Fundamental limitations in RF switching using semiconductor diodes

Abstract

Semiconductor diodes have been used for many years as RF switching elements. The RF impedance (for limited signal strength) may be switched from one value (usually small) in a forward-biased or conducting state to another (usually larger) in a reverse-biased, non-conducting state. In RF switching networks, the diodes are incorporated into coaxial or waveguide transmission paths in such a manner that a change in diode impedance causes a change in RF signal transmission. The impedance changes are brought about by changes in the dc bias which is applied through leads which are isolated from the signal by RF chokes and by-pass capacitors. Recent developments in PIN type diodes have permitted large increases in the power capacity of these switches and significant reduction in signal losses.

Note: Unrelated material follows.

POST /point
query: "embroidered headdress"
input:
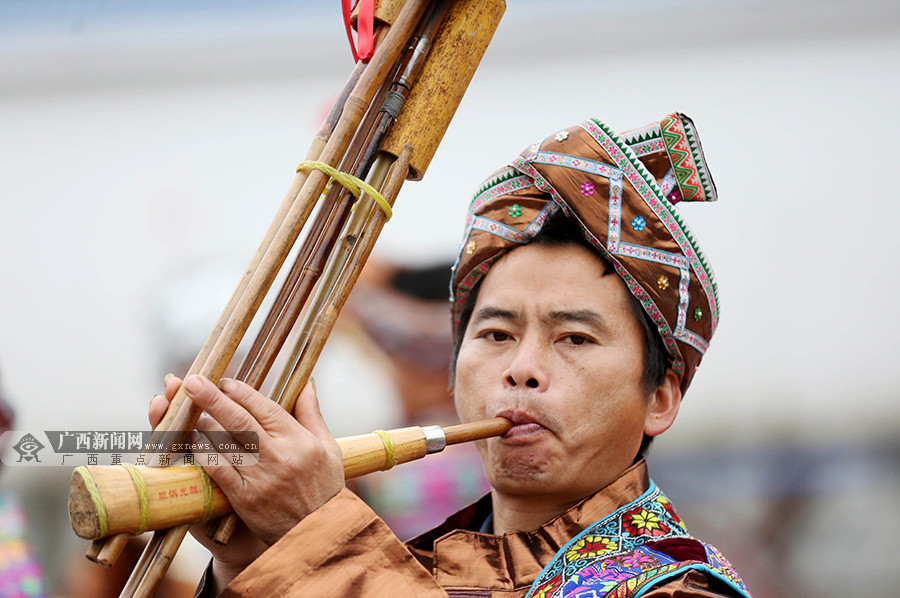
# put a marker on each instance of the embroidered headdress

These diodes have low capacitance and very high impedance when reverse-biased and can also withstand large RF voltages. In forward-bias, ac resistance is sufficiently low that many amperes of RF current can be permitted. Because of these desirable characteristics, PIN diodes are greatly superior to varactor or other microwave diodes as switching elements. The paper describes the limitations with regard to power and attenuation for several classes of RF switches including single pole, multiple pole, duplexer switches, and phase shifters. Basic figures of merit are presented which express these limitations concisely.